Thank you for your answer. Sorry for the missing example.
In fact, i think, i solved the issue by some data-manipulations in the
function. I splitted the data (one set for each measuring time), selected the
cases at random, and then combined the two measuring times again.
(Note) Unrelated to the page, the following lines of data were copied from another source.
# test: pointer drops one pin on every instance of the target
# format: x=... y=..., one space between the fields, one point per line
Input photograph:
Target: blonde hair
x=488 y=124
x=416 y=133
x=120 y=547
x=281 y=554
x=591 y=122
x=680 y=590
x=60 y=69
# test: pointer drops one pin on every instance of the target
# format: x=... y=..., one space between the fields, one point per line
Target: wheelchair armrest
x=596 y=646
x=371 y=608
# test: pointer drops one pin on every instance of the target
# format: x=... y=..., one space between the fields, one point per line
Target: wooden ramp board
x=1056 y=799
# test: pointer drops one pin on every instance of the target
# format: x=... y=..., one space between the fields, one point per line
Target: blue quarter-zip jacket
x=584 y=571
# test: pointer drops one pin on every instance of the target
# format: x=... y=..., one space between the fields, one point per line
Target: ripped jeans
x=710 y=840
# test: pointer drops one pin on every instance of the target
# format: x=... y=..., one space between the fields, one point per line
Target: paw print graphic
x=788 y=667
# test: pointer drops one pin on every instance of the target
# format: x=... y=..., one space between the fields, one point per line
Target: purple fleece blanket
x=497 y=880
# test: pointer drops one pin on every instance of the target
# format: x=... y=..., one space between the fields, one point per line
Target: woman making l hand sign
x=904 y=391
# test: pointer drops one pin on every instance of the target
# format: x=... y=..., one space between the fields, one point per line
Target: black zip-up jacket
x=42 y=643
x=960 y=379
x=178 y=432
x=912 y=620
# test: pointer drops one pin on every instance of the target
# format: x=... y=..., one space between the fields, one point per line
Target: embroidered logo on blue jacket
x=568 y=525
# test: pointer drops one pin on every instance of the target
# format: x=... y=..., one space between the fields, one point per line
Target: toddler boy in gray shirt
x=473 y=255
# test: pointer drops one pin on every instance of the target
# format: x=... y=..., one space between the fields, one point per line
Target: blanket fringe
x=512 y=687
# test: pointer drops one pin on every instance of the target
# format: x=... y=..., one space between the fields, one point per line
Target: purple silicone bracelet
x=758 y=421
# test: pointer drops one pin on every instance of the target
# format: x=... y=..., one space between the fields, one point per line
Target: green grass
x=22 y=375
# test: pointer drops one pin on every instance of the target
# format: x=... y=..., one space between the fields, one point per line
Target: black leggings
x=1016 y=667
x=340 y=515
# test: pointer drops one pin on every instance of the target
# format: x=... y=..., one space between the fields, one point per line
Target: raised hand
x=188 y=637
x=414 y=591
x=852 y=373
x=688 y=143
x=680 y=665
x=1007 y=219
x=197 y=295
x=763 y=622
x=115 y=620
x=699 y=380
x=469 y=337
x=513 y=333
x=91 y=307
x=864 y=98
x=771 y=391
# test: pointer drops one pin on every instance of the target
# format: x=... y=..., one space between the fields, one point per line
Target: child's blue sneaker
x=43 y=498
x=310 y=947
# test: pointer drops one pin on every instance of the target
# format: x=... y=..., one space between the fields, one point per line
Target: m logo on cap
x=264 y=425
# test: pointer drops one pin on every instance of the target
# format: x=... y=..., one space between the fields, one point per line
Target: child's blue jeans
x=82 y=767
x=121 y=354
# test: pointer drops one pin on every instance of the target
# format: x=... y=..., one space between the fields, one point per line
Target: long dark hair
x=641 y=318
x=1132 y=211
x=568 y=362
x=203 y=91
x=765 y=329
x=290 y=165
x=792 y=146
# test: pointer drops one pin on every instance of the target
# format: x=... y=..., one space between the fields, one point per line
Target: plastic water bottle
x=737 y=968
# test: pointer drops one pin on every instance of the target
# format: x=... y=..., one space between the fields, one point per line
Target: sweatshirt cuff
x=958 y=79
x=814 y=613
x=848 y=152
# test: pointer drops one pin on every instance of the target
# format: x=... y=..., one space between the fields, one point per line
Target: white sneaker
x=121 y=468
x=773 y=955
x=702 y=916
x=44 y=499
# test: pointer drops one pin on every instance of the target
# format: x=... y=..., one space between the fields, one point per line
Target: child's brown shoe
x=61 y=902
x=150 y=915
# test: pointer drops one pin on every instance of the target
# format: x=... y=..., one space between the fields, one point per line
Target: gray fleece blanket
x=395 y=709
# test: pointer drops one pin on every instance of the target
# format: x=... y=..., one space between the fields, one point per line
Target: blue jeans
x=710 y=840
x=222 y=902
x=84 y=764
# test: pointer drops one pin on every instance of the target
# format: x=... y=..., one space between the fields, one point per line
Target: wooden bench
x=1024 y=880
Results look
promising to me, but if someone is aware of problems, please let me know.
This code should run:
library(boot)
anova.daten=data.frame(subject=sort(rep(1:10,2)), mz=rep(1:2,10),
ort=sort(rep(1:2,10)),PHQ_Sum_score=rnorm(20,10,2)) #generate data
summary(aov(PHQ_Sum_score~mz*ort+Error(subject/mz),data=anova.daten))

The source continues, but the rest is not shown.